おれだって多少の…いや、微小の経験値はあるのだ。おれだって男なのだ!
「…おれに女役をやれ、と。」
『体積的にもその方が被害少なそうだし、柔軟性に優れ適応力グンバツの承太郎さんなら意外とイケるんじゃないでしょうか!』
「お前、勃たんだろう。」
『ヒトをインポみたいに言うのはよしてください。』
ナメるなよおれがお前でスケべな妄想なんてしてみろ一発だぞ。秒でフルボッキだぞ!!!おれの理性に感謝しろぉ!!!!

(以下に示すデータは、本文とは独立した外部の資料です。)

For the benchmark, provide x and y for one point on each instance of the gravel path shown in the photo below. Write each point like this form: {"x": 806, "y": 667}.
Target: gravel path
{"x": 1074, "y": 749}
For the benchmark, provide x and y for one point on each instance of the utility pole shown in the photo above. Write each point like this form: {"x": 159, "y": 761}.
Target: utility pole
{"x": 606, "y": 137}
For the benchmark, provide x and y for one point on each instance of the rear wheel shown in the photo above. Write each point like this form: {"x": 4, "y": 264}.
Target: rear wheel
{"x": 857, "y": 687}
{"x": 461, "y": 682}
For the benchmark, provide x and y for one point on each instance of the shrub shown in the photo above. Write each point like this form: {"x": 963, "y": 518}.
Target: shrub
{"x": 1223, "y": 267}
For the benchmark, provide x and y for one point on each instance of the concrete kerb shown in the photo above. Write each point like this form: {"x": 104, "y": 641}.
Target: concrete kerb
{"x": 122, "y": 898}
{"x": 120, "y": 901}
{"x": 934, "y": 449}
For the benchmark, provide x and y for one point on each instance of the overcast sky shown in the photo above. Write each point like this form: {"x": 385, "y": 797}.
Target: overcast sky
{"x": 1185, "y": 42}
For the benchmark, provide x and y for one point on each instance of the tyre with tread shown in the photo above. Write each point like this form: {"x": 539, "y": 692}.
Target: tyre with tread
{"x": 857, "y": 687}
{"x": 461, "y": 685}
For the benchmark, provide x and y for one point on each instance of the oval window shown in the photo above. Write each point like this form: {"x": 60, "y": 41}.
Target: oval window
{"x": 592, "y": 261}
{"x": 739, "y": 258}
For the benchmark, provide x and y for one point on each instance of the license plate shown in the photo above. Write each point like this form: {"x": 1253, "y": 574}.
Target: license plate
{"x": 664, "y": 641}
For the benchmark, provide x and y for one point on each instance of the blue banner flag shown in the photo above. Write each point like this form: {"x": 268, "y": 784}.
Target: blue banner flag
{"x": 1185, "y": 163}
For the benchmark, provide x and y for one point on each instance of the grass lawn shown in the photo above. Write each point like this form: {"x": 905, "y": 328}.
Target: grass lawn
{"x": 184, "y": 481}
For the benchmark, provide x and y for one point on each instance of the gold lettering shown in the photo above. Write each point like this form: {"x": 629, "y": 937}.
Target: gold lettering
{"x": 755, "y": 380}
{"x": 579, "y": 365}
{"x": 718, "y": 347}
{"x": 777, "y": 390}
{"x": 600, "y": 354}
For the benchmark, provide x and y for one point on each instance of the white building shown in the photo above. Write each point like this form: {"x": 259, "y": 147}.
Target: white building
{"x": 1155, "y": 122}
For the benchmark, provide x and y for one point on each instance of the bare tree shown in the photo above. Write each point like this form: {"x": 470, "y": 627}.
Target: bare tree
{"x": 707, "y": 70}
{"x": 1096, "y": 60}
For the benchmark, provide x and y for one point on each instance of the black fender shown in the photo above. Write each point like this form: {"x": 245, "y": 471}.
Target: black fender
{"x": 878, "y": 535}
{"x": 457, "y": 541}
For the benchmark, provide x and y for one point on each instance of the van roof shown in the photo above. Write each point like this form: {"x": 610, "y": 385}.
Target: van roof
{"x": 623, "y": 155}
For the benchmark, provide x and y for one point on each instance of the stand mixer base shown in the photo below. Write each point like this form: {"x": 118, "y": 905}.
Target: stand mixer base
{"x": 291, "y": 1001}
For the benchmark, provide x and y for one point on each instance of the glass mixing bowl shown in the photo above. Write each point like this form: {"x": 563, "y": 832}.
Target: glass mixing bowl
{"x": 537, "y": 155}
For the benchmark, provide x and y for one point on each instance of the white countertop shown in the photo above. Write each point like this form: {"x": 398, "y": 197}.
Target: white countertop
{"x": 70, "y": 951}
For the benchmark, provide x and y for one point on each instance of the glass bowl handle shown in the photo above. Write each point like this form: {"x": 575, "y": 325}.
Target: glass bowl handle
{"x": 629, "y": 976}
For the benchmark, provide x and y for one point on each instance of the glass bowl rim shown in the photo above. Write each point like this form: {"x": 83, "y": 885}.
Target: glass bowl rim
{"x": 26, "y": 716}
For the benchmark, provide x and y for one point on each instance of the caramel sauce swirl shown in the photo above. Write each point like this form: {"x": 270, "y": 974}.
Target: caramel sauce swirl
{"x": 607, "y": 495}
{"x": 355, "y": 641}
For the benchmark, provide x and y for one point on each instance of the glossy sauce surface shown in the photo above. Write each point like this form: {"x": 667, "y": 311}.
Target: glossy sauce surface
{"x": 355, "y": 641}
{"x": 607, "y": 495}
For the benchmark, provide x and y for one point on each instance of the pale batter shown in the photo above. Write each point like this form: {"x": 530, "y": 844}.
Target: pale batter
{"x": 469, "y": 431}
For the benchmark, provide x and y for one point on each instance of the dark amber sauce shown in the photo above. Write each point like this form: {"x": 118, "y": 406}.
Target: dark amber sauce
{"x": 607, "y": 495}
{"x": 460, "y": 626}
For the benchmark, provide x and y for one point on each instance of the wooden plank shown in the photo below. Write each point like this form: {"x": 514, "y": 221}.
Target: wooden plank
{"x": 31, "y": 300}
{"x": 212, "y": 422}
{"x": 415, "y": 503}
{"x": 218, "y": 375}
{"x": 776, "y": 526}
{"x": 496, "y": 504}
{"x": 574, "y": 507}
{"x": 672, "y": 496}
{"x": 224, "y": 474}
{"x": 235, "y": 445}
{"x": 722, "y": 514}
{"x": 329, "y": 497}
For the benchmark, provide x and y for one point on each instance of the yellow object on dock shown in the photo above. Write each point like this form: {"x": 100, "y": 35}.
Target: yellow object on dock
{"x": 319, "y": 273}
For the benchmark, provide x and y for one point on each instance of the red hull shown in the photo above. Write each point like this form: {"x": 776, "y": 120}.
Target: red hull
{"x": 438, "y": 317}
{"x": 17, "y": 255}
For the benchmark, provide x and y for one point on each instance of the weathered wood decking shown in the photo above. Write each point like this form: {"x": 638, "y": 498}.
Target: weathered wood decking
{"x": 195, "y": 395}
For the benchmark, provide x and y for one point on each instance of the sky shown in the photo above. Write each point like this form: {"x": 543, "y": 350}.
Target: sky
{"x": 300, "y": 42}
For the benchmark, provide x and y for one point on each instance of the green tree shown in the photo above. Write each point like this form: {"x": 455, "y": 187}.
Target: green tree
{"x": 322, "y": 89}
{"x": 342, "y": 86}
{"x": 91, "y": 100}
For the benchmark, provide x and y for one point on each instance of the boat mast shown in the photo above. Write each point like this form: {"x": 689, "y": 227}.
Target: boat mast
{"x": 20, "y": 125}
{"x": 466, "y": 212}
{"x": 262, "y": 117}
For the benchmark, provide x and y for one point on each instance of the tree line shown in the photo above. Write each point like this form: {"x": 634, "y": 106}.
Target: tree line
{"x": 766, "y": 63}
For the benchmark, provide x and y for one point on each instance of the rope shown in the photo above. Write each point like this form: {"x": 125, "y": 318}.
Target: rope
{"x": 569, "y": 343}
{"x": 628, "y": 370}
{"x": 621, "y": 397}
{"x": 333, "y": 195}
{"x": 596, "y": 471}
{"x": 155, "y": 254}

承太郎さんはケツまでムッチリ筋肉質だからおれよりクッション性に優れているし、痛みにもさぞ強かろうし、ホラみろ考えれば考えるほどに合理的だ!
なんて思考を巡らせながらも、この人が頷くとは正直思っていない。おれはただただ時間稼ぎがしたいのだ。
結ばれたからといって、大団円などということはなくて、おれも彼も男を恋愛対象として見るのは初めてのことだし、いざ互いの裸体を目の当たりにして血の気が引くこともあるかもしれない。
こっ、コワァァ〜〜〜ッ!!
身体が心に伴うとは限らねえもんそんなの誰も悪くないじゃんコワムリーーッッ!